In my knowledge, bitcoin is a p2p protocol and a p2p protocol must have a dedicated central server. But it is said that bitcoin is decentralized.


Back in 2009 we relied on IRC to bootstrap the network, so every node would connect to Freenode (later LFnet) and would join a channel. Their nicknames were their encoded public IP address.

Nowadays the Bitcoin Core client, and many other implementations, rely on DNS seeds. DNS seeds are special DNS servers that are configured to return a number of randomly selected nodes from the network. The operators of the DNS seeds also run crawlers to enumerate the publicly reachable nodes that are to be returned by the seeds.

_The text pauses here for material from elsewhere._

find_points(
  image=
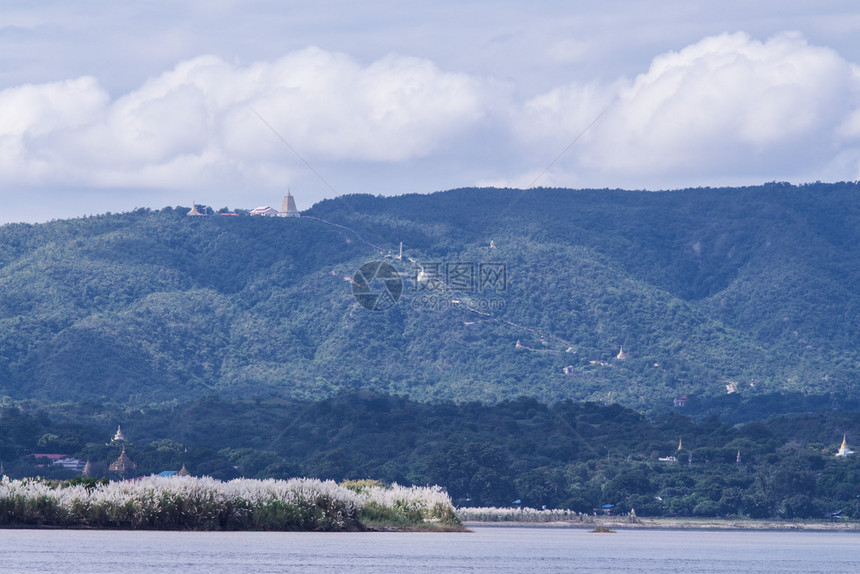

The seeds that are currently included in the Bitcoin Core client are:

  • bitcoin.sipa.be
  • dnsseed.bluematt.me
  • dnsseed.bitcoin.dashjr.org
  • seed.bitcoinstats.com
  • bitseed.xf2.org
  • bitcoin.jonasschnelli.ch

If you send a request to any of these servers they will return a number of random IPs that are known to run Bitcoin on port 8333:

dig seed.bitcoinstats.com +short

Besides the DNS seeds, the Core client also has a static list of IPs to try first and it will cache any previously contacted peers in a local database in order to reconnect without having to query the DNS seeds.

(Disclaimer: I am the operator of one of the DNS seeds)

  • What I concerned is: is there a risk that the DNS server is shutdown or blocked by outer forces that lead to the death of bitcoin?
    – Divlaker
    Jan 18 '17 at 1:32
  • 2
    The DNS seeds are but one of several mechanisms to perform the bootstrap. In case of a total block you might not even notice anything if you were connected before, because your node will simply try to reconnect to some previously known peers or the static list. Even if you are bootstrapping you could simply ask someone for their IP and use the -addnode command line flag to connect to it.